O secretário de Fazenda de Mato Grosso, Rogério Gallo, participará nesta terça-feira (9) de uma audiência pública na Assembleia Legislativa de Mato Grosso (ALMT) para discutir o projeto da Lei Orçamentária Anual (LOA) de 2026. Sua presença foi confirmada após a forte crítica recebida por não comparecer à primeira audiência sobre o tema, realizada em novembro.
O evento tem como objetivo permitir que a população, entidades e setores organizados apresentem sugestões e cobrem prioridades na destinação dos recursos públicos. O deputado Lúdio Cabral (PT) destacou a importância da audiência, afirmando que este é o momento em que a sociedade pode influenciar diretamente na alocação dos investimentos. “A LOA define quanto cada área do governo receberá”, ressaltou.
A ausência de Gallo na reunião de novembro gerou um clima de tensão política. O deputado Eduardo Botelho (União) acusou o secretário de desrespeitar o Legislativo e chegou a ameaçar a suspensão de futuras audiências caso o episódio se repetisse. O presidente da ALMT, Max Russi (PSB), também se manifestou, cobrando a presença do secretário, principalmente em um momento em que há questionamentos sobre a subestimação das receitas no orçamento enviado pelo Executivo. A defesa de Gallo foi feita pelo chefe da Casa Civil, Fábio Garcia, e pelo governador Mauro Mendes (União), que ressaltaram o compromisso contínuo de Gallo com a Assembleia.

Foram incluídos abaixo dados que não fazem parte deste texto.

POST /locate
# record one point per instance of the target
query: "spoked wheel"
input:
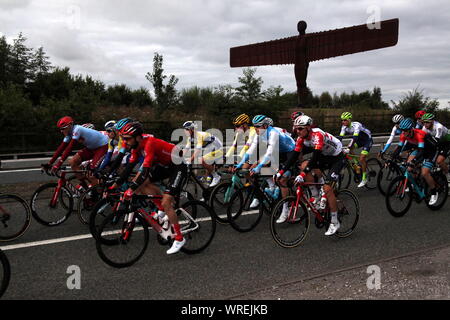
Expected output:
(348, 212)
(399, 196)
(219, 200)
(385, 177)
(15, 217)
(198, 226)
(345, 178)
(442, 191)
(87, 202)
(48, 212)
(99, 212)
(373, 168)
(241, 215)
(292, 232)
(5, 273)
(121, 243)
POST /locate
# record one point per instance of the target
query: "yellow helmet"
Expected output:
(241, 119)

O deputado Lúdio Cabral voltou a destacar que a subestimação das receitas no orçamento tem sido uma prática recorrente nos projetos anteriores. Para ele, essa estratégia amplia a margem de manobra do Executivo para gerir recursos sem o devido controle do Parlamento. “Quando a arrecadação real é superior à prevista, o governo fica com liberdade para remanejar valores sem a aprovação da LOA, o que prejudica a fiscalização do Legislativo”, explicou.

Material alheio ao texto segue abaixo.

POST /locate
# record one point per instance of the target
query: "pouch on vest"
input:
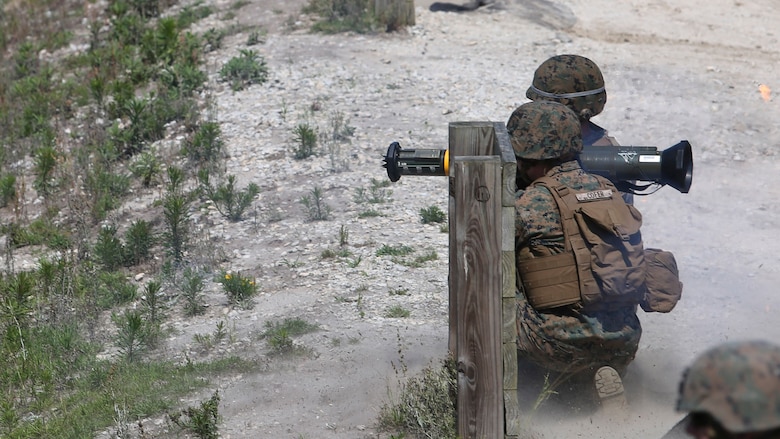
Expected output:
(603, 248)
(664, 288)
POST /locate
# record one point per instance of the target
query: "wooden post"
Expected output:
(482, 278)
(395, 14)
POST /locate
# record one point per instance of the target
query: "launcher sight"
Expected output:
(623, 165)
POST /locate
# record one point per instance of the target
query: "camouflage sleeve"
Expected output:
(606, 140)
(536, 215)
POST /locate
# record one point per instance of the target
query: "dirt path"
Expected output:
(689, 69)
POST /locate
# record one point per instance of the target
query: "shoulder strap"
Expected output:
(567, 200)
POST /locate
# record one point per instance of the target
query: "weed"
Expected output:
(202, 421)
(45, 162)
(376, 193)
(138, 242)
(341, 131)
(360, 305)
(353, 263)
(370, 213)
(256, 37)
(7, 189)
(396, 250)
(343, 236)
(244, 70)
(229, 201)
(399, 291)
(239, 289)
(132, 335)
(146, 167)
(397, 311)
(316, 208)
(425, 406)
(205, 145)
(213, 39)
(422, 259)
(343, 16)
(183, 78)
(108, 248)
(305, 141)
(279, 335)
(175, 211)
(192, 289)
(432, 214)
(152, 303)
(291, 264)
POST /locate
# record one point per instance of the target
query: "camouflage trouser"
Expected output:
(574, 342)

O deputado Wilson Santos (PSD) também reforçou a importância da audiência, considerando-a o principal evento fiscal do ano. Segundo ele, a presença de Gallo é essencial para esclarecer as dúvidas sobre a execução do orçamento e garantir maior transparência na gestão pública.
A expectativa é de que, durante a audiência, o secretário de Fazenda preste esclarecimentos sobre os valores realmente disponíveis para 2026, além de garantir um debate mais transparente e eficiente sobre o uso dos recursos públicos no próximo ano.